Requiescat In Pace, Thoughts On AC: Brotherhood's Multiplayer
Assassin's Creed: Brotherhood is the first game in the series to support online multiplayer matches using the in-game engine, and it does it well. Spin-offs of the series have dabbled in online play, like Facebook's point-and-click Assassin's Creed: Project Legacy and Twitter's AC game, which allow you to duel other members of the social networks based on your stats, or the iPhone's Assassin's Creed II Multiplayer (which I was never able to connect to).
Brotherhood's multiplayer component builds upon what AC II Multiplayer was trying to do, but does it right and does it with all the functionality of the console games.
The standard match is a 10 minute contract hunt: you're shown the picture of your target and have to find them in the crowds with the help of a compass and heavily relying on your own ability to spot them on screen. To mix things up, unlike a Halo Juggernaut mode that has everyone chasing one person, each of the up to eight players has their own contract, hidden from others. Some players may even be hunting the same person while multiple assassin's may be searching for you. So while you search for your plain clothes target who, if played smartly, is conforming to how the A.I. characters move in order to stay hidden, you must also keep an eye on your surroundings to see if you're being followed. You have to keep a keen eye, and know what the A.I. behavior's limits are and notice if someone in a crowd acts even slightly out of place (as if they may be controlled by a real person) and be careful to avoid them in case you're their target.
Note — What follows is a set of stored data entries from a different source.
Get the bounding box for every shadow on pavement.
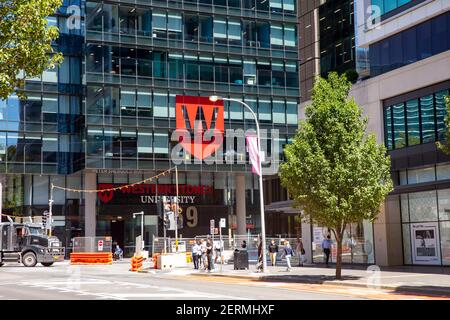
[393,285,450,297]
[257,274,361,284]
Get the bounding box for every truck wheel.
[22,252,37,267]
[41,262,54,267]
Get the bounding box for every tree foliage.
[0,0,63,100]
[436,96,450,154]
[279,73,393,278]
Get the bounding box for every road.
[0,262,447,300]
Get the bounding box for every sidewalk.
[170,262,450,296]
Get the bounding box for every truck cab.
[0,222,65,267]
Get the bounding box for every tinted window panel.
[420,94,435,143]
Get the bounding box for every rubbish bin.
[233,249,249,270]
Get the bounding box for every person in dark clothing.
[268,240,279,266]
[322,235,333,267]
[256,241,263,272]
[206,239,214,272]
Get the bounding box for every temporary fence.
[151,235,304,265]
[70,237,113,264]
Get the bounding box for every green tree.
[436,96,450,154]
[0,0,63,100]
[279,73,393,279]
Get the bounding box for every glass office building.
[0,0,300,254]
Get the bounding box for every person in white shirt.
[192,240,201,270]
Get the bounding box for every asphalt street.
[0,261,446,300]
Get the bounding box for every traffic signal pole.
[175,166,179,253]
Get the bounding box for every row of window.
[86,4,297,48]
[86,127,288,160]
[397,163,450,186]
[182,0,296,12]
[86,45,298,88]
[0,133,80,164]
[400,188,450,266]
[319,0,355,77]
[384,89,449,150]
[86,87,298,125]
[371,0,414,17]
[370,12,450,77]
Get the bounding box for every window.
[167,13,182,32]
[384,87,450,150]
[138,130,152,158]
[270,25,283,46]
[420,94,435,143]
[153,92,168,117]
[284,26,296,47]
[286,101,298,125]
[273,100,285,124]
[436,90,448,139]
[406,99,420,146]
[384,106,393,150]
[392,103,406,149]
[370,12,450,77]
[213,19,227,39]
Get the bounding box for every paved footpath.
[0,260,449,300]
[154,261,450,297]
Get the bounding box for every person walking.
[296,239,305,266]
[200,239,208,271]
[283,241,294,272]
[206,238,214,272]
[256,241,264,272]
[268,240,279,266]
[322,235,333,267]
[192,240,200,270]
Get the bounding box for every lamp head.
[209,95,220,102]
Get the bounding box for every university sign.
[97,183,214,205]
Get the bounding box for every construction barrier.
[152,253,160,269]
[130,255,144,272]
[70,252,113,265]
[186,252,192,263]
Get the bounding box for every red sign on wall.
[176,95,224,160]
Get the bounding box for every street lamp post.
[209,96,268,273]
[133,211,145,252]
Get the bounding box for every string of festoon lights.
[50,167,177,193]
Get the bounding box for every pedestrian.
[256,241,263,272]
[192,240,201,270]
[296,239,305,266]
[322,235,333,267]
[283,241,293,272]
[268,240,278,266]
[206,238,214,272]
[214,240,222,264]
[200,239,208,270]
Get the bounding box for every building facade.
[0,0,300,255]
[352,0,450,266]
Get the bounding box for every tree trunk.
[335,236,343,280]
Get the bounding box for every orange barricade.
[70,252,113,265]
[152,253,161,269]
[130,255,143,272]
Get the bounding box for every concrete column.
[236,173,246,236]
[84,171,97,237]
[0,176,3,217]
[374,196,403,267]
[301,219,312,264]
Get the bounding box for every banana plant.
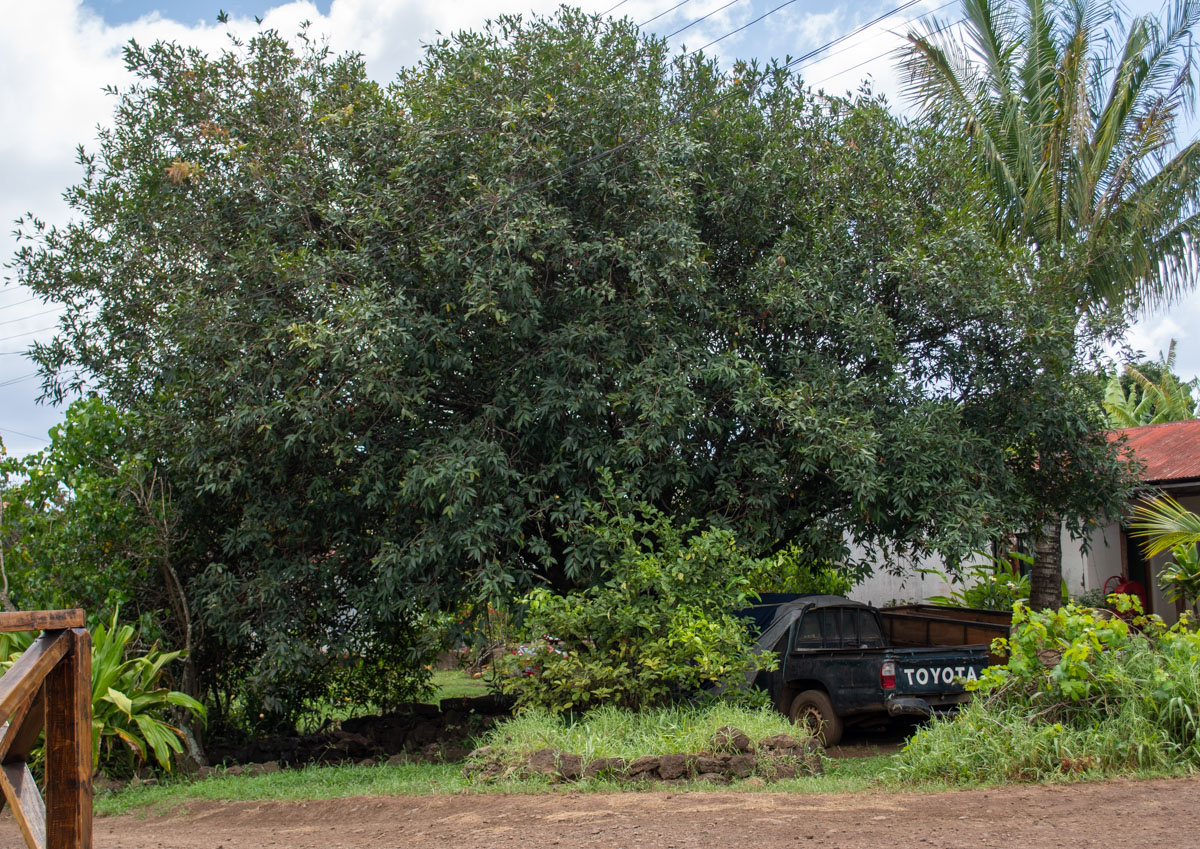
[0,612,205,772]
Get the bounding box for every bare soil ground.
[4,776,1197,849]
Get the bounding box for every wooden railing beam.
[0,611,85,633]
[1,762,47,849]
[0,632,71,722]
[0,686,45,764]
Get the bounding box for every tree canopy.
[11,10,1133,721]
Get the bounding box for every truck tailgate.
[891,647,989,696]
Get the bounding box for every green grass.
[95,750,901,818]
[430,668,489,701]
[96,705,908,817]
[473,703,805,764]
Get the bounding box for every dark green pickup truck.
[741,594,1005,746]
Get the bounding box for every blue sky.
[82,0,332,25]
[1,0,1197,456]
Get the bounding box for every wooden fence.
[0,609,92,849]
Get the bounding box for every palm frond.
[1130,495,1200,557]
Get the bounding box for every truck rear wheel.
[789,690,843,747]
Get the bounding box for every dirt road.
[3,776,1193,849]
What makes Brotherhood different than the typical deathmatch is that you are rewarded for taking your time, and actually acquire less points by running up to your target and stabbing them in the face. You're awarded points for your stealth, surprise, and other such behaviors (like getting revenge), so being detected will minimize your bonuses. If you don't take your time you won't level up, and if you don't level up you will not gain special abilities like a timed super sprint, new weapons, or a temporary disguise. These are all necessary both for assassinating your opponents and for escaping them if you're seen.
It will take a few matches to get used to the idea of taking an online deathmatch slowly, but the rewards and satisfaction are great. There's nothing better to boost your confidence than to blend so well that your assailant runs right by you, only for you to stab them in the neck because, it turns out, while they had you as a target you also had them as yours.